Por Alfonso Fabregat Rosas, nuevo fichaje del Despacho Acuerdo Justo
Publicado en Diario Jurídico.com
La duda existencial shakesperiana embarga mi pensamiento desde que he tenido la oportunidad de leer con detenimiento el Proyecto de Real Decreto por el que se desarrolla la Ley de Mediación en asuntos civiles y mercantiles en materia de formación, registro y aseguramiento de la responsabilidad profesional de los mediadores que el Ministerio de Justicia publicó con fecha de 13 de noviembre de 2012.
No dejaba de ser prometedor el preámbulo:“la ley configura un modelo que tiene en la figura del mediador una de sus piezas esenciales”. Con buen ánimo proseguía la lectura y mi pensamiento se sentía reconfortado al descubrir que “la Ley … hace una apuesta clara por la calidad de la mediación, lo que lleva a imponer determinados requisitos al mediador”. No encontraba el tiempo para desgranar el cuerpo que el legislador quería ofrecernos para resaltar tan altos principios cuando volvía a reafirmar que “la formación del mediador constituye un requisito fundamental del mismo“. De repente mi inteligencia se puso en guardia. En el mismo preámbulo se entreabría un resquicio de pesadumbre al hablar de una formación abierta, “sin establecer requisitos estrictos o cerrados respecto a su configuración”, apresurándose a establecer los límites básicos de dicha formación de “calidad”: contenidos generales, tiempo de duración de la formación, criterios de la formación a distancia, distribución teórico/práctica de la formación y la formación continua del mediador.
Todo fue ir desglosando el Capítulo II sobre la formación de los mediadores para que me atenazara la duda: ¿soy mediador o hago mediación?, ¡esa es la cuestión! En el desarrollo de la formación el legislador hace una invitación reduccionista a que hagamos mediación, que nos “formemos” en ella como una estrategia de intervención más o menos eficaz que busca aligerar la carga judicial de nuestro castigado sistema y que con un mínimo de dedicación horaria rellenemos un expediente que nos acredite como hacedores de mediación.
No podemos seguir adelante sin recordarle a la mediación la necesidad de practicar aquella buena recomendación, atribuida a Sócrates y al oráculo de Delfos: «Conócete a ti mismo». Sería muy conveniente realizar un ejercicio hermenéutico de autocomprensión, tanto en el orden epistemológico como en el práctico. Desde esa perspectiva es cuando nos podemos plantear la cuestión del sentido de la formación en mediación. Si la mediación no es una profesión en sí misma, ¿qué es?

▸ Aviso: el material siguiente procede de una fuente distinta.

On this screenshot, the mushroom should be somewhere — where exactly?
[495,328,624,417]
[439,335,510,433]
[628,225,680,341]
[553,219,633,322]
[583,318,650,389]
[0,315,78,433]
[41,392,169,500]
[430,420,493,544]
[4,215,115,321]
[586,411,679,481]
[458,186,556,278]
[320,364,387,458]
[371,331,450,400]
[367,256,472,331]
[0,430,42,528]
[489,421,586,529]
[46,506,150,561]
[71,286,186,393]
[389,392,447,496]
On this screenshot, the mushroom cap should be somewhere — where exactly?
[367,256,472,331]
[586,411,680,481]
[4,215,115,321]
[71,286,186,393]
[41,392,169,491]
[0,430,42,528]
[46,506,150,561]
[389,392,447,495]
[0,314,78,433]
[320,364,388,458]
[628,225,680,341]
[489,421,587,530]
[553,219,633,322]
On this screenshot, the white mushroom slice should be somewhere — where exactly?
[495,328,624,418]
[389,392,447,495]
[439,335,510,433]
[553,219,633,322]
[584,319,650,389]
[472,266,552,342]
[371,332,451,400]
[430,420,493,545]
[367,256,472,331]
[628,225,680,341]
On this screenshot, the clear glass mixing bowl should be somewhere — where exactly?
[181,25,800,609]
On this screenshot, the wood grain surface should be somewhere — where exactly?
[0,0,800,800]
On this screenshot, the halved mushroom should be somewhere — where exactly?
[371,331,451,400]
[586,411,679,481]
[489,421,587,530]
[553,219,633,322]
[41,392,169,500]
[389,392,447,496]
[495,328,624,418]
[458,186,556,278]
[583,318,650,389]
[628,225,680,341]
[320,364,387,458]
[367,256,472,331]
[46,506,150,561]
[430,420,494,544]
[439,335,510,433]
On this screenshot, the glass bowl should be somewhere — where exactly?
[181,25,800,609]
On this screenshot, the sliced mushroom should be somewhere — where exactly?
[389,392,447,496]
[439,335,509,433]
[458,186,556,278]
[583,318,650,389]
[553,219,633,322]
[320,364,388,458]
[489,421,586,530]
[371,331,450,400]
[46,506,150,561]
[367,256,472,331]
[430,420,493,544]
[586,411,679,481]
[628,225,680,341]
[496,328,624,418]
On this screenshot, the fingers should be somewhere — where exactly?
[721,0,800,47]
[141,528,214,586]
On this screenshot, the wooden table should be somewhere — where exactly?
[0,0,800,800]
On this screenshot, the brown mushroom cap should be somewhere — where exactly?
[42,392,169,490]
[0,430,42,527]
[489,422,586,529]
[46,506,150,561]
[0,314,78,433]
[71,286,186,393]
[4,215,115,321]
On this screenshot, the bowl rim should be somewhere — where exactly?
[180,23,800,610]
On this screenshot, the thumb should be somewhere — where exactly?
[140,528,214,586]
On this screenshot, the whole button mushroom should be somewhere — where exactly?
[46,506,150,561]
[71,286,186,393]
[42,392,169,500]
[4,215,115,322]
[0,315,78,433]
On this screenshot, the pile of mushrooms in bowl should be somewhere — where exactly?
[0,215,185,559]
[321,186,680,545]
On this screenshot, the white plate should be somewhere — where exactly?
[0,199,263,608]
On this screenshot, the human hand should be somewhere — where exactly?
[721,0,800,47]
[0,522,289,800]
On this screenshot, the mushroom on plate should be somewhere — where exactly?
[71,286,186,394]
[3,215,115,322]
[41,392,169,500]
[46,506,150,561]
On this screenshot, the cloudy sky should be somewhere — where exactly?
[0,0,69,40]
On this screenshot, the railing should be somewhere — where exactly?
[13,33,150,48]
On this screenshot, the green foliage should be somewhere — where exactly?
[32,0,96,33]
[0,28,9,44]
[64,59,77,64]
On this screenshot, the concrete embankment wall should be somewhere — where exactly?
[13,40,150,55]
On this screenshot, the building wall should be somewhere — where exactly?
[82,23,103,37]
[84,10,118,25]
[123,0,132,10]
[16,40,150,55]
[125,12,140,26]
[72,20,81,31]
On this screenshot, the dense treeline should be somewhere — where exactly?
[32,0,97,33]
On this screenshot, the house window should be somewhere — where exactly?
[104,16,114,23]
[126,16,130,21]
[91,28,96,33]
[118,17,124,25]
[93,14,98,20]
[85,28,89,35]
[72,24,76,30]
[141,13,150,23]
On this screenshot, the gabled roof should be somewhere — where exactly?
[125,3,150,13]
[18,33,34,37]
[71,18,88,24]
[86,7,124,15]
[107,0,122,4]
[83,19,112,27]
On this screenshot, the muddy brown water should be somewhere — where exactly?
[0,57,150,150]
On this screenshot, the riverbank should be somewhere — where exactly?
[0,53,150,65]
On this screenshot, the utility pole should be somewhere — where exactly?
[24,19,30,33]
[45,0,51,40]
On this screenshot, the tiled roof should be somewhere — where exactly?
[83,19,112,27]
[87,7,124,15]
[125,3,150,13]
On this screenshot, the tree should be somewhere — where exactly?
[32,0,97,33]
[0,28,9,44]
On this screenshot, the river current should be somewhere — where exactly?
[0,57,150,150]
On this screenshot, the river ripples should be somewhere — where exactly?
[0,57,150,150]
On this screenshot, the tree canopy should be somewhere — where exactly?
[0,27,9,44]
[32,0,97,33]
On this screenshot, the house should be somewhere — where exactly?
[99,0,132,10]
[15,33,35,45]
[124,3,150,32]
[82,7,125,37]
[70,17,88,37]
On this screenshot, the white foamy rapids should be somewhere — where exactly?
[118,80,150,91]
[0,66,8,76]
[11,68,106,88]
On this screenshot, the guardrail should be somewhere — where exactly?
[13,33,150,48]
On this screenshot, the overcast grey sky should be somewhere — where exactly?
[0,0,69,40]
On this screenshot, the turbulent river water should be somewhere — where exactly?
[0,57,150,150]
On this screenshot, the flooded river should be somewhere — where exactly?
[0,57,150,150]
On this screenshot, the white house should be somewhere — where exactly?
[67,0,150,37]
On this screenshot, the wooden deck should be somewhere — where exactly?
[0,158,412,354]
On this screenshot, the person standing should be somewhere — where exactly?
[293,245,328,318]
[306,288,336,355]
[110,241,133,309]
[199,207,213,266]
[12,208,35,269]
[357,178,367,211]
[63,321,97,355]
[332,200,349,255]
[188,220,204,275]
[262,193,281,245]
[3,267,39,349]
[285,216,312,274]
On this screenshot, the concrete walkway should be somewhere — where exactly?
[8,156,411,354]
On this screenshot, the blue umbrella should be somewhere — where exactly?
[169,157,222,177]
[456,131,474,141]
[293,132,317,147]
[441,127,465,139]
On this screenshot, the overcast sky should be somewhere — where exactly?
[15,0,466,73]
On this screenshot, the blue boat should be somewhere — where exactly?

Parcialmente podemos decir que la mediación es una técnica pacificadora aplicada a los procesos de conflicto, pero ¿es un oficio que se desarrolla mirando de soslayo al abogado, terapeuta, trabajador, educador social? Entiendo la mediación como la profesión que trata de aplicar herramientas pacificadoras en el conflicto humano, pero que se define mejor desde un contexto propiamente humano que desde un mero fundamento técnico. Trabaja desde un modelo de ayuda a reencontrar lo que es bueno y deseable para los seres humanos, de cómo deben comportarse consigo mismos, con aquellos que les rodean y con la sociedad de la que forman parte, en el contexto de la propia competencia y capacidad de cada uno para encontrar las soluciones por más complejas que estas parezcan o sean. Entiendo al mediador como un subtipo del profesional facilitador de la vida de las personas. Se trata de una profesión prosocial, como la de los médicos, terapeutas, trabajadores sociales… muy distinta en sus objetivos (y en las expectativas que los “clientes” tienen del profesional que la ejerce) de los objetivos de otras profesiones, como la de arquitectos, mecánicos, informáticos, abogados, comerciantes. El mediador sirve a la sociedad, pero no ayudando y “reparando” a las personas sino facilitándoles la consecución de sus propios objetivos.
La ruptura con la visión reduccionista, del simple gestionar-aliviar el conflicto o evitar el proceso judicial, lleva a la postura ética necesaria de buscar el beneficio de las partes, de creer además en su capacidad y competencia frente a las dificultades. Bajo esta perspectiva nuestro atribulado Hamlet tendría clara la respuesta: ¡Ser mediador, esa es la verdadera cuestión!
Referencias bibliográficas:
- Conill, J. “Ética y deontología. ¿Tiene algo que decir la filosofía a la psicología?” Informació psicològica, V Época, no 77, diciembre 2001, pp. 37-41.
- Fabregat, Alfonso. “Ethos, a propósito de la mediación”. Revista e-mediación. Vol. 7, no 174, pp. 21-40. Septiembre 2012. Ed. Acuerdo Justo.